My eye followed where she was pointing. “So, I don’t get it?”

“You can stay there as a guest. Look, book here.”

“So, so what?”

“So you book a stay, perfectly ordinary, just a vacation. Then you get to know the owner while you’re there, do some schmoozing, tell him how much you’ll pay, how much publicity he’ll get from the film. You then come back to a glittering career and I get to buy a new hairdo with the proceeds and hide some of this grey.”

“How did I not think of that?”

“Because you’re not as clever as me?”

“Thanks, Mom.”

“You’re welcome, sweetie.”

“I better book a vacation. And the flight. What if there’s no flight out there in time?”

She slid open the drawer of the desk, pulling out an envelope. “I might have sorted that for you.”

“What?”

She passed me the envelope. “While you were waiting for a call back, I did some research of my own. You are booked into Castle Doon for a two night stay at the start of next week. I’d have given you longer but that was all I could afford. I have also booked you on a flight out, economy. My savings don’t stretch to first class.”

“Mom,” I squealed, throwing my arms around her. “I don’t know what to say.”

“Say you don’t want me to help with packing. I hate packing.”

“Thank you,” I said, kissing her on the cheek. “I owe you.”

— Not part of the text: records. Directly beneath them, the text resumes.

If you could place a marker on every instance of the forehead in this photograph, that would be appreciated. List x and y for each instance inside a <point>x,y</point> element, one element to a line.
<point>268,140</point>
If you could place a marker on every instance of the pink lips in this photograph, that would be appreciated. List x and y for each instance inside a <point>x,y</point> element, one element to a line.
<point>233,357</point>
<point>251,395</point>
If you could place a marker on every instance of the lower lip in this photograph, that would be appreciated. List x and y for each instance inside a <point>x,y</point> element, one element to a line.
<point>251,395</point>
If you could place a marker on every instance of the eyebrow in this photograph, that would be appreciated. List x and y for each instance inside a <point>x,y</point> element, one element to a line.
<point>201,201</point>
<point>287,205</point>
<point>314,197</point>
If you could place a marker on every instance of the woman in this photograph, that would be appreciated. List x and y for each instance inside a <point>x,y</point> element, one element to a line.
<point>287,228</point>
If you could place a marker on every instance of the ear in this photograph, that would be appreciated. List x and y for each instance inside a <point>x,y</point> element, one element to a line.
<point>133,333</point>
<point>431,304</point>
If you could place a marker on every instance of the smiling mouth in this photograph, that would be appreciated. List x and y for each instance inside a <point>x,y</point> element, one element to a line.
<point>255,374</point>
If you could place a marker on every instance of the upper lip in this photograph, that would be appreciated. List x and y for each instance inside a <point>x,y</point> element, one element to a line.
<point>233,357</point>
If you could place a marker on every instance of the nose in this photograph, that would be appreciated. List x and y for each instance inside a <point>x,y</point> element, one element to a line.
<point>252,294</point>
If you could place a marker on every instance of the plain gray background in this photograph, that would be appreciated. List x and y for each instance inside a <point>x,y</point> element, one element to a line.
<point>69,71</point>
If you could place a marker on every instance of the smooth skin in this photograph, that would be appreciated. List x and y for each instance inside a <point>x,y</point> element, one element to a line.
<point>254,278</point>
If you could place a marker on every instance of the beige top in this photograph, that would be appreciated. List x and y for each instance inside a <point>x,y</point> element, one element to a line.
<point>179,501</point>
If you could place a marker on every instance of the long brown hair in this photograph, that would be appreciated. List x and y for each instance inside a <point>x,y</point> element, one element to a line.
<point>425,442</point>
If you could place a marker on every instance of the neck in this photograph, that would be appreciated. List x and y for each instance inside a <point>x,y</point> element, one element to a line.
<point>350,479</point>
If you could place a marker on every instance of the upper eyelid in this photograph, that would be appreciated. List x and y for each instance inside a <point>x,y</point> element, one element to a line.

On the day of my flight, she saw me off. I climbed into the back of the cab with my suitcase while she stood on the sidewalk. “I’ll see you in a couple of days,” I said as the engine started. “Hopefully still with a career.”

Then the cab rolled away and I got a last glance back at her still waving figure.

I watched the city out the window as we drove, wondering if I’d come back to rapturous approval and a career going stratospheric or joining the soup kitchen queue.

It all depended on what happened when I spoke to Robert King, owner of Castle Doon. I just hoped he was the kind of person amenable to my winning smile and my checkbook.